When I first lost my hearing, I couldn’t believe it could be happening to me. I couldn’t believe it couldn’t be fixed. I always thought if something was wrong, the doctor would make it better. The idea that something in me was broken and couldn’t be fixed, was beyond my comprehension at the time.
It took awhile and it wasn’t easy, but I finally came to terms with the knowledge that this was the new me. This would be (as some people say) ‘the new normal.’ Once I got past the denial, anger, frustration, and sadness, I made a very conscious decision. If I had to be deaf, I was going to be the best damn deaf I could be.
Rather than think of what I can’t do because I can’t hear – and hearing would be pretty much it – I think about what I can do and what I’m so very grateful for. I can see the faces of those I love. I can feel the sun on my face and the breeze in my hair. I can walk. I can talk. I can go wherever I want to go. I can do what I want to do. I have far more limitations because of age and arthritis than I do from being deaf.

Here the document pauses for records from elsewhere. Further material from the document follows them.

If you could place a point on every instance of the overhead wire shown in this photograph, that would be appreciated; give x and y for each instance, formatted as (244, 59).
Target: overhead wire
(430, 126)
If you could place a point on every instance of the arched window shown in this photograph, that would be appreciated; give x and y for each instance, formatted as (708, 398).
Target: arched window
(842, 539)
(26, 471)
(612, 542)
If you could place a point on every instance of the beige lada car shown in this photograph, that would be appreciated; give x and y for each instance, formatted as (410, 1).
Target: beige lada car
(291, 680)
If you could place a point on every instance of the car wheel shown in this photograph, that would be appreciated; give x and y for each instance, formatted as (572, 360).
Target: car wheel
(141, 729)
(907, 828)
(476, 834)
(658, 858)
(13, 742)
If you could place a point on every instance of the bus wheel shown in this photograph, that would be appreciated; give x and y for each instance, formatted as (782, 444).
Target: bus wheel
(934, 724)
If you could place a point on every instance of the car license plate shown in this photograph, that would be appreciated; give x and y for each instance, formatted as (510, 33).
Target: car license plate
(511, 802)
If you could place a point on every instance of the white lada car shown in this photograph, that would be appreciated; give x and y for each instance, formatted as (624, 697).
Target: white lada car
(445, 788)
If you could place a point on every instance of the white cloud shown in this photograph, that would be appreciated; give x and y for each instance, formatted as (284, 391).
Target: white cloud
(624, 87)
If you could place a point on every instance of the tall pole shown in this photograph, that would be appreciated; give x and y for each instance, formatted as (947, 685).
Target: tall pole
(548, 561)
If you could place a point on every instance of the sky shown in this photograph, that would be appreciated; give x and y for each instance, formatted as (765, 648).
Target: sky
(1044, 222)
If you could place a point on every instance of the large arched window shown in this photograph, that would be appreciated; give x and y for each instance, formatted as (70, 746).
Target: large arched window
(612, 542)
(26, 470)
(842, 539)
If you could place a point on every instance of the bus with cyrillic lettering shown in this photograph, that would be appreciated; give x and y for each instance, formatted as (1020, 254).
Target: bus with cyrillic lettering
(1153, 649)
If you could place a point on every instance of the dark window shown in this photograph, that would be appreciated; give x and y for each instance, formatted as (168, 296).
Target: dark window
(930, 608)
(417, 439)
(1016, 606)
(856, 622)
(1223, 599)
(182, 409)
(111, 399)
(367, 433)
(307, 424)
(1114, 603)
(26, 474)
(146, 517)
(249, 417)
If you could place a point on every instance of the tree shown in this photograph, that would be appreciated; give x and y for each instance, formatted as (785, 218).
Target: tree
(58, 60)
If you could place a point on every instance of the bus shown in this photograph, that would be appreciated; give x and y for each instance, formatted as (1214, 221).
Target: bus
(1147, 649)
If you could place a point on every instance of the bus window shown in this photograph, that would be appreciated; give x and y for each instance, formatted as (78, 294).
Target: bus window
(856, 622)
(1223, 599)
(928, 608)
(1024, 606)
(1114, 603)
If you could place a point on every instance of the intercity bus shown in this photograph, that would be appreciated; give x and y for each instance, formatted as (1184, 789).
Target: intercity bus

I don’t mean to make light of it. I don’t mean to make it sound fun. I don’t mean to make it sound like it doesn’t matter. I know firsthand the pain and suffering of the loss. But I also know that it doesn’t have to be the end of our world. It doesn’t have to take away the pleasure of living and having new and varied experiences. It doesn’t have to keep us from interacting with people. We can get help. We can compensate. We can live without hearing. Life is different, but it is not less.